Por Verones Carvalho*
Nos últimos dias, Recife foi palco de um debate que expõe de forma nítida as contradições sociais e políticas da nossa Capital.
A construção de um conjunto habitacional do programa Minha Casa Minha Vida no bairro de Boa Viagem, tradicionalmente considerado uma área “nobre”, revelou uma celeuma desnecessária e profundamente marcada por preconceitos.
De um lado, o governo federal, através do presidente Lula, em parceria com a Prefeitura do Recife, busca garantir dignidade e moradia digna para centenas de famílias que já residem na localidade em condições precárias. Do outro, parte de moradores de classe média e alta se manifesta contra a obra, utilizando o discurso da “defesa ambiental” como argumento central. Mas o que realmente está em jogo?
Leia maisO uso seletivo da questão ambiental
É curioso notar que a preocupação ambiental, levantada por alguns opositores da obra, raramente aparece quando o assunto envolve a construção de prédios de luxo, condomínios fechados ou empreendimentos empresariais que avançam sobre áreas sensíveis do litoral pernambucano. Não se vê a Secretaria Estadual de Meio Ambiente realizando o mesmo nível de fiscalização ou resistência quando esses empreendimentos são erguidos.
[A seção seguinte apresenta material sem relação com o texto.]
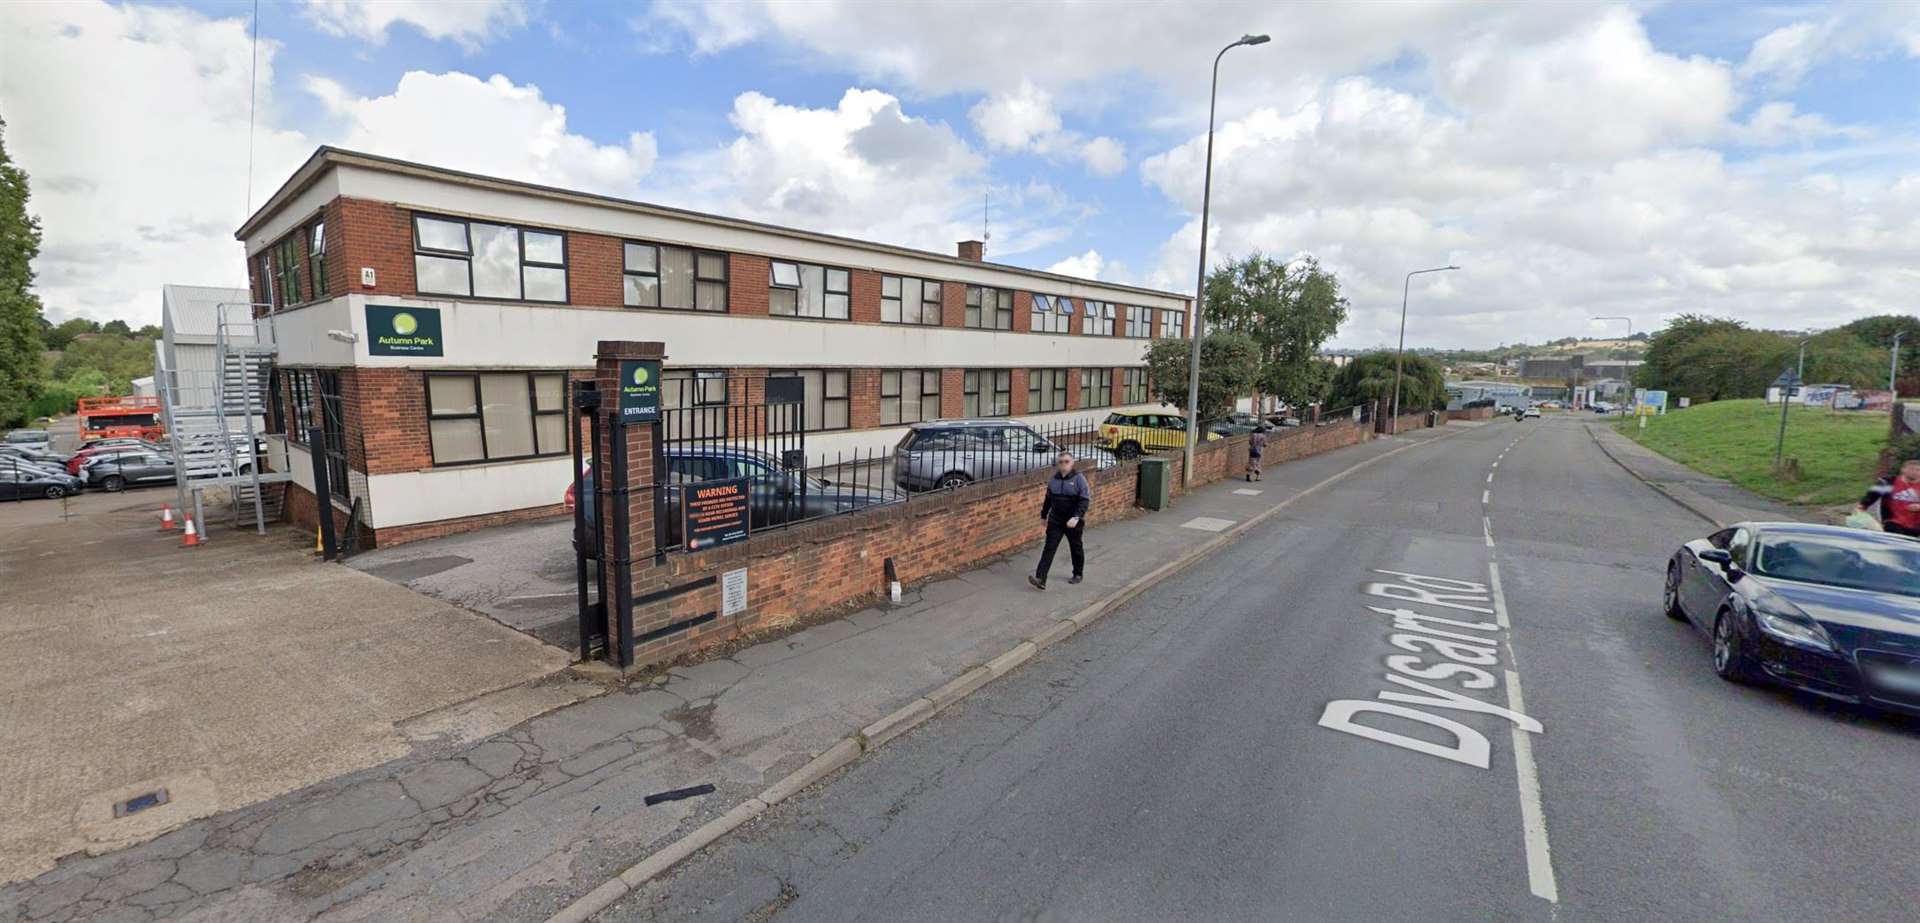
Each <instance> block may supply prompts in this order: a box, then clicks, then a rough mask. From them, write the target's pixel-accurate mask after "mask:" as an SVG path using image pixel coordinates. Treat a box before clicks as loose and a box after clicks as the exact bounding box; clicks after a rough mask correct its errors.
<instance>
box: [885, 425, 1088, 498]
mask: <svg viewBox="0 0 1920 923" xmlns="http://www.w3.org/2000/svg"><path fill="white" fill-rule="evenodd" d="M1060 449H1062V445H1058V443H1054V441H1052V439H1046V438H1044V436H1041V434H1037V432H1033V428H1031V426H1027V424H1023V422H1018V420H935V422H916V424H914V426H910V428H908V430H906V436H902V438H900V443H899V445H895V447H893V482H895V484H899V485H900V489H908V491H931V489H941V487H960V485H966V484H973V482H983V480H991V478H1004V476H1008V474H1020V472H1029V470H1039V468H1046V466H1050V464H1052V462H1054V455H1056V453H1058V451H1060ZM1068 451H1071V453H1073V455H1077V457H1079V459H1081V466H1083V468H1087V470H1094V468H1108V466H1112V464H1116V461H1114V453H1110V451H1106V449H1094V447H1091V445H1079V447H1068Z"/></svg>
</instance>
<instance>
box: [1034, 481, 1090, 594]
mask: <svg viewBox="0 0 1920 923" xmlns="http://www.w3.org/2000/svg"><path fill="white" fill-rule="evenodd" d="M1091 505H1092V487H1089V485H1087V476H1085V474H1081V472H1077V470H1073V453H1060V455H1056V457H1054V476H1052V478H1046V499H1043V501H1041V518H1043V520H1046V547H1044V549H1043V551H1041V566H1039V570H1035V572H1033V576H1029V578H1027V583H1033V589H1046V572H1048V570H1050V568H1052V566H1054V551H1058V549H1060V535H1066V537H1068V551H1069V553H1071V556H1073V578H1069V580H1068V583H1079V581H1081V578H1083V576H1085V572H1087V549H1085V547H1083V545H1081V535H1083V533H1085V532H1087V507H1091Z"/></svg>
Tampouco há registros de audiências públicas para ouvir a população nesses casos.
Quando a construção atende a famílias pobres, no entanto, levanta-se uma onda de indignação seletiva, que, na prática, mais parece preconceito disfarçado de preocupação ambiental.
O direito à cidade e o combate à segregação
O urbanista francês Henri Lefebvre já defendia, há décadas, o conceito do “direito à cidade” — isto é, a possibilidade de todos, independentemente de classe social, usufruírem dos espaços urbanos de forma justa e igualitária. O que estamos vendo em Boa Viagem é justamente o oposto: setores que acreditam que morar em determinada área da cidade é um privilégio, e não um direito.
Essa resistência à construção de mais de quinhentas unidades habitacionais não é apenas um atraso social, mas uma tentativa de segregar ainda mais os pobres, relegando-os a espaços periféricos, longe das oportunidades, do acesso a serviços públicos de qualidade e da integração social.
Política rasteira e interesses individuais
É impossível ignorar também que essa polêmica tem sido instrumentalizada por setores políticos que enxergam na disputa uma oportunidade de desgastar o governo. Usam a população como marionetes em um teatro político raso, onde os interesses individuais se sobrepõem ao interesse coletivo.
A dignidade como prioridade
O programa Minha Casa Minha Vida foi e continua sendo um dos maiores instrumentos de inclusão social do Brasil. Garante não apenas um teto, mas a dignidade de uma vida melhor, o acesso a serviços públicos próximos e a possibilidade de ascensão social.
Tentar impedir ou postergar a obra em Boa Viagem é, acima de tudo, desumano. É negar a essas famílias o direito de viver com dignidade, em moradias adequadas e devidamente planejadas.
A luta pela moradia digna não pode ser contaminada por preconceitos e privilégios de classe. O Recife precisa ser uma cidade para todos, e não para poucos. A defesa do meio ambiente é legítima e necessária, mas ela deve ser coerente, sem seletividade ou manipulação política.
No fim das contas, a construção do conjunto habitacional em Boa Viagem é um passo importante rumo à inclusão social e ao combate à segregação urbana. O governo federal e a prefeitura cumprem seu papel: colocar a dignidade das pessoas em primeiro lugar.